The α−α corner is structurally defined by two consecutive, crosswise-packed helices connected by ≥2 residues (31). To determine its relationship with the HTH or ‘corner’ motif, our motif discovery strategy was applied to the proteins reported to contain α–α corners by Efimov (31). Since the latter listed only the protein names and the α−α corner amino acid sequences, the PDB was searched for those proteins containing the reported α−α corner amino acid sequences and structure. This resulted in nine proteins (Supplementary Table S3). In two proteins (1run-A, 1lmb-3), the 4 α−α corner amino acid sequences overlap with the respective HTH amino acid sequences in Table 2. For the other proteins (1d1l-A, 1crn-A, 1rqu-A, 1grt-A, 2mb5-A, 1eca-A, 1ibe-A/B), the α−α corner structural sequences all encompass m(4)nopafklm(3), which is characteristic of the HTH motif.

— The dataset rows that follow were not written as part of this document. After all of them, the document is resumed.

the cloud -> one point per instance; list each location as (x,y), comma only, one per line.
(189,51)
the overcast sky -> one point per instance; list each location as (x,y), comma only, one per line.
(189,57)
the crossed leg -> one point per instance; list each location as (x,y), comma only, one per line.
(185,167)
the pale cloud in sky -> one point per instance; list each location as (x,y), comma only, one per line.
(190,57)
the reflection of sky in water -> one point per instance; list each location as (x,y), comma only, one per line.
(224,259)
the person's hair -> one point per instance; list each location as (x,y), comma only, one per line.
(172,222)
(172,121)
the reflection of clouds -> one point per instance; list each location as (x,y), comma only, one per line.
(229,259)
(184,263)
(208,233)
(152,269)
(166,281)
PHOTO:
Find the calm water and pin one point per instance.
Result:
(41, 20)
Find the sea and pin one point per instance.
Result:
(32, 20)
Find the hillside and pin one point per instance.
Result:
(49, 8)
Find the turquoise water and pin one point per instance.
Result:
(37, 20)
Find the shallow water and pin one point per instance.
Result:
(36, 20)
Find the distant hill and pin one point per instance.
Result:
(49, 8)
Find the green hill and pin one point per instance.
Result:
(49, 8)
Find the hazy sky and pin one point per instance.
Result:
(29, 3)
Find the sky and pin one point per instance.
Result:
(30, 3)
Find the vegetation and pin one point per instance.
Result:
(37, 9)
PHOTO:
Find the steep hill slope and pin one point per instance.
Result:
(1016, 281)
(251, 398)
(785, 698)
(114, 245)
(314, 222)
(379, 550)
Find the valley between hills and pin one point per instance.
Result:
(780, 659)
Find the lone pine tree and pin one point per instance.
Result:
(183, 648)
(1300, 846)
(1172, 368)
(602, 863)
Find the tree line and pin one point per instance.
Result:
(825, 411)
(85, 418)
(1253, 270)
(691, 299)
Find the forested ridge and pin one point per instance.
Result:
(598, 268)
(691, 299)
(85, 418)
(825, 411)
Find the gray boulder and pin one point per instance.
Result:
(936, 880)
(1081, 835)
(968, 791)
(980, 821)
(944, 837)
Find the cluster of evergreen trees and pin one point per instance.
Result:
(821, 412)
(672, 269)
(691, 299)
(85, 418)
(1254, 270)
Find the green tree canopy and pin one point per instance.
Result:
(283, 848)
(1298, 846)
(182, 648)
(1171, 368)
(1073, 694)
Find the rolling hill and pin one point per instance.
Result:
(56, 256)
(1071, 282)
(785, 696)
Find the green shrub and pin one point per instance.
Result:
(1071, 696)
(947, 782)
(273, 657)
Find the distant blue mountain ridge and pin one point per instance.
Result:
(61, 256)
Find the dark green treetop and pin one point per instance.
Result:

Functional role of the ‘corner’ motif

To determine if the ‘corner’ motif plays a functional role, afklmm segments that contain ≥1 DNA-binding residues were deemed to be functional. The results indicate that the ‘corner’ motif is generally involved in binding dsDNA: 49 of the 75 afklmm segments found in 32 out of 40 non-redundant DBPs possess ≥1 DNA-binding residues. Another nine afklmm segments (highlighted in italics in Table 1) in nine proteins (1ais-B, 1d02-A, 1diz-A, 1dnk-A, 1e3o-C, 1ig9-A, 1mus-A, 1tau-A and 1x9n-A) might have ≥1 atoms close to a DNA atom if the protein had been complexed with a longer DNA, as illustrated in Figure 4A. Six of these nine proteins (except 1d02-A, 1mus-A and 1tau-A) already possess afklmm segments with ≥1 DNA-binding residues. The ‘corner’ motif does not appear to recognize specific DNA sequences, and binds in both the DNA major and minor grooves.

Figure 4.

Proteins with afklmm segments that might contact DNA or are involved in oligomerization. (A) The afklmm segment of the transposase for transposon Tn5 (1mus-A; 220−229) might contact DNA if the protein had been complexed with a longer DNA. (B) Residues 14−23 comprising the afklmm segment of chain A (green) contact residues in chain B (light blue) in the HU dimer (1p71-A), but they do not contact DNA. In (A) and (B), the afklmm segment is in magenta, while the DNA is in orange. However, 17 afklmm segments appear to be located far from the DNA−protein interface even though the P2, P3 and P4 side chains are solvent exposed. One plausible reason is that the residues in the afklmm segment may be involved in binding protein or RNA rather than DNA. Indeed, 4 of the 17 afklmm segments in oligomeric DBPs (1d02-A, 1p71-A, 1u8r-A, 1xo0-A) contain ≥1 atoms within 5 Å of an atom in another protein chain (Table 1 and Figure 4B). This indicates that the ‘corner’ motif may play a role in protein dimerization or oligomerization. The remaining 13 afklmm segments not involved in binding dsDNA or oligomerization await more new structures to verify if they participate in binding.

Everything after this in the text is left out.